His fingers weren't trembling, and his face was set into indifferent lines, but that was only because he was forcing them to be so. As if there were a risk of it exploding, or unleashing a deadly plague, or some other sort of Pandora's box, he very tentatively, very smoothly, very slowly, cracked open the box, and peered inside.

Still, he couldn't see anything, which was odd, because he could see nearly so well in the dark as in the day. Everything about this was a contradiction, every secret the box contained an anxious mystery, and every beat of his heart rang throughout him like a gong as he began to lift the lid from the package completely.

In the end he simply pulled it up very fast, the tension of the moment having gotten to him, but surely whatever was inside couldn't be worse than the possibilities he was imagining. The top came off easily, and that pretty white box, such an innocent looking thing all covered in silver detailing, was left gaping open at the top to reveal the inside.

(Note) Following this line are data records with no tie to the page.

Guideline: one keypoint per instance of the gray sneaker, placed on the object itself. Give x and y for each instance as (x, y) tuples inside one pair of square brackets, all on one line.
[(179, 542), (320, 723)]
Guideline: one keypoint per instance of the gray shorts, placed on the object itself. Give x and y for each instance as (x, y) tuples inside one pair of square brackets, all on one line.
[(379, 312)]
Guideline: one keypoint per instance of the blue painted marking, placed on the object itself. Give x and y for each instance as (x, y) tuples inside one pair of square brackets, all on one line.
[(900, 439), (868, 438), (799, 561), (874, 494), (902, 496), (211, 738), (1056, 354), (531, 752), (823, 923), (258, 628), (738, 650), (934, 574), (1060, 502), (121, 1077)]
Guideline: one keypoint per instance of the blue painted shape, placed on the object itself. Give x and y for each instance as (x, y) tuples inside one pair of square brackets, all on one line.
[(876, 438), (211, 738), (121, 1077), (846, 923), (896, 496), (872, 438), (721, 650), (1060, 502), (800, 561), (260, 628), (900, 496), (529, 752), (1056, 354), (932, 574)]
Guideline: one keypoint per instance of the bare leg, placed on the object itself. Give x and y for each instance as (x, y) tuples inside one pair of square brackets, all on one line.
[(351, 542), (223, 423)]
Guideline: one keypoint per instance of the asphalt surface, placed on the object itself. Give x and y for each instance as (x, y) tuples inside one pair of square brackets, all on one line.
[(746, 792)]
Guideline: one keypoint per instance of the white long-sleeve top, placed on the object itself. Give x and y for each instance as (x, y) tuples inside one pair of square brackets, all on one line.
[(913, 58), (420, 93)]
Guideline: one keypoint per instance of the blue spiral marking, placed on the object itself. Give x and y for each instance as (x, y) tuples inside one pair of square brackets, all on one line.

He'd been wrong. Whatever his imagination could have come up with, it couldn't possibly have been worse than seeing the head of Asteroff Prince staring vacantly back at him, eyes filmed over with the dimness of death, and hair matted down in patches by his blood. The blood was caked in dark reddish brown, almost black stains on the skin of his face and thickly congealed where his neck abruptly ended.

It was like a nightmare, but Harry couldn't wake up from it. He could only stare down numbly in disbelief at the sight before him. The bluish lips that were parted ever so slightly, as if in surprise, and the silver gray strands of hair not matted down were sticking out, short and straight.

He numbly stared down at it, before holding the box to his chest, the beautiful blue ribbon and pretty white top lying on the table innocently behind him, and running out of the Great Hall.